I know that I should be calling Dell support with all these problems, but they’ve outsourced to Pakistan and I haven’t gotten a single helpful suggestion from them since. I don’t think it’s worth being on hold for an hour and a half just to be told to use selective startup, no matter what the problem is. Useless fuckers. (Er, not all Pakistanis, just the ones answering the phones at Dell.)

*sigh* One of these days I’m going to follow through on that threat to start a collection for a Mac.


Money in the sand.

Saturday, March 27th, 2004

I found a $20 bill on the beach today. Yippee! We didn’t run out of gas on the way home! (OK, so our finances weren’t that bad, but I did use the money to put gas in the car.)

We’ve just dropped K off at the airport after a day spent primarily driving to and from the beach, with a ridiculously long detour to find a bathroom. It’s a good thing we took the detour, too, because the beach was far more populated than I’m used to and I wouldn’t have been able to do my usual squat behind the dune and hope no one sees me routine.

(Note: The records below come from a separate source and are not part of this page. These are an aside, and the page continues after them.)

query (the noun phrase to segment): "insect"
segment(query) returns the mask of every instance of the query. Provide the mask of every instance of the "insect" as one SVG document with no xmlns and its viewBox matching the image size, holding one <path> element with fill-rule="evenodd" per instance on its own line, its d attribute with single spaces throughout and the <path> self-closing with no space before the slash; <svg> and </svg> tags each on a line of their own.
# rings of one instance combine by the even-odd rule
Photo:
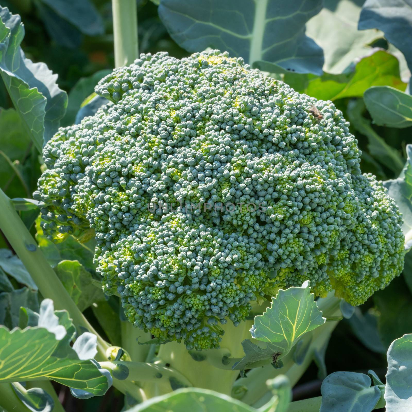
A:
<svg viewBox="0 0 412 412">
<path fill-rule="evenodd" d="M 321 112 L 313 104 L 311 105 L 310 107 L 308 109 L 308 111 L 313 115 L 314 117 L 317 119 L 318 120 L 321 120 L 323 118 L 323 115 Z"/>
<path fill-rule="evenodd" d="M 275 352 L 274 353 L 272 353 L 272 363 L 276 363 L 277 362 L 278 358 L 281 354 L 280 352 Z"/>
</svg>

Have I mentioned yet how glad I am that the wedding shopping is done? I mean, realistically, we still have loads to do. But the clothing is taken care of except for the dreaded alterations on my dress. And I can’t even begin to be bothered about that until the dress arrives, so I shan’t. Of course, we still need clothes for Will, and flowers and cake and probably more junk than anyone could ever possibly need for one four-hour event, but nevermind. I’ll think about it tomorrow. (Not literally – just having a Scarlet moment. I don’t plan to think about it for days and days.)

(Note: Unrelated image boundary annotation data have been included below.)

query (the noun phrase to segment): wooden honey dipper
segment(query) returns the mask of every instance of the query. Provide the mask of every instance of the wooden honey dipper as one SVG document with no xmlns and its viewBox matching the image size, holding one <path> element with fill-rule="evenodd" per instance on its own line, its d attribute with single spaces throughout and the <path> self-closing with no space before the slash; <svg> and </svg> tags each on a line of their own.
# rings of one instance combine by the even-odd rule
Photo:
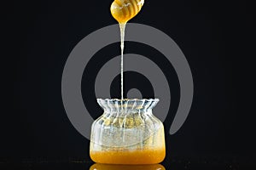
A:
<svg viewBox="0 0 256 170">
<path fill-rule="evenodd" d="M 144 0 L 114 0 L 110 11 L 119 23 L 126 23 L 138 14 L 143 4 Z"/>
</svg>

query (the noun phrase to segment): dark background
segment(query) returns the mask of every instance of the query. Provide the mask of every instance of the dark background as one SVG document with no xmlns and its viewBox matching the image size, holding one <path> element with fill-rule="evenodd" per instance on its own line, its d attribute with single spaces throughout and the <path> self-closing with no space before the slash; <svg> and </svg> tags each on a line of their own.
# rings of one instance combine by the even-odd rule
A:
<svg viewBox="0 0 256 170">
<path fill-rule="evenodd" d="M 116 24 L 109 12 L 111 3 L 38 0 L 3 5 L 1 82 L 4 102 L 0 158 L 90 160 L 89 141 L 73 127 L 62 105 L 61 74 L 70 52 L 81 39 Z M 255 79 L 252 62 L 255 18 L 250 6 L 247 1 L 146 0 L 141 13 L 131 20 L 169 35 L 185 54 L 193 74 L 192 108 L 182 128 L 174 135 L 166 134 L 166 162 L 172 156 L 255 158 L 252 85 Z M 143 44 L 128 42 L 125 45 L 125 53 L 160 55 Z M 91 112 L 94 117 L 102 110 L 91 94 L 94 82 L 85 80 L 93 80 L 93 76 L 86 75 L 95 74 L 108 61 L 108 57 L 101 58 L 102 54 L 110 58 L 119 54 L 119 44 L 99 51 L 90 69 L 84 71 L 82 92 L 84 103 L 96 110 Z M 176 94 L 175 111 L 178 82 L 172 65 L 162 66 L 162 70 L 170 69 L 174 75 L 172 83 L 177 84 L 172 88 Z M 113 87 L 118 82 L 115 80 Z M 128 88 L 131 85 L 125 83 Z M 150 86 L 147 87 L 149 94 L 143 93 L 143 97 L 154 97 Z M 112 97 L 118 94 L 113 92 Z M 172 117 L 171 113 L 164 122 L 166 132 Z"/>
</svg>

I have thought of lots of stuff that I wish to post about, including the atrocity that is LA drivers; racial stereotypes; civil rights; and the fact that my hands itch like crazy and I can’t figure out why. However, I am tired and I don’t think I will do so tonight.


Thank god.

Friday, March 26th, 2004

K and I spent literally hours shopping yesterday. I am, to put it mildly, not a huge fan of the shopping. However, we accomplished what we set out to accomplish, and I will never have to do it again. Unless I decide that I don’t like these shoes…

The little one was asleep on the couch before 9:00. I had been dead on my feet for hours at that point, and was perfectly happy to retire to our bedroom and let her sleep (though I did make her move upstairs to her bed, which is much better than our couch). I read for not more than half an hour before passing into a weird dream state. Frankly, it’s a miracle that either of us even made it through dinner – I think only the fact that it was Thai take-away kept us going. YUM!

It is a perfectly lovely day. I plan to waste most of it sitting inside, cowering from the dreaded sun. I have a grudge against it at the moment for the giganto headache I walked away from Melrose with.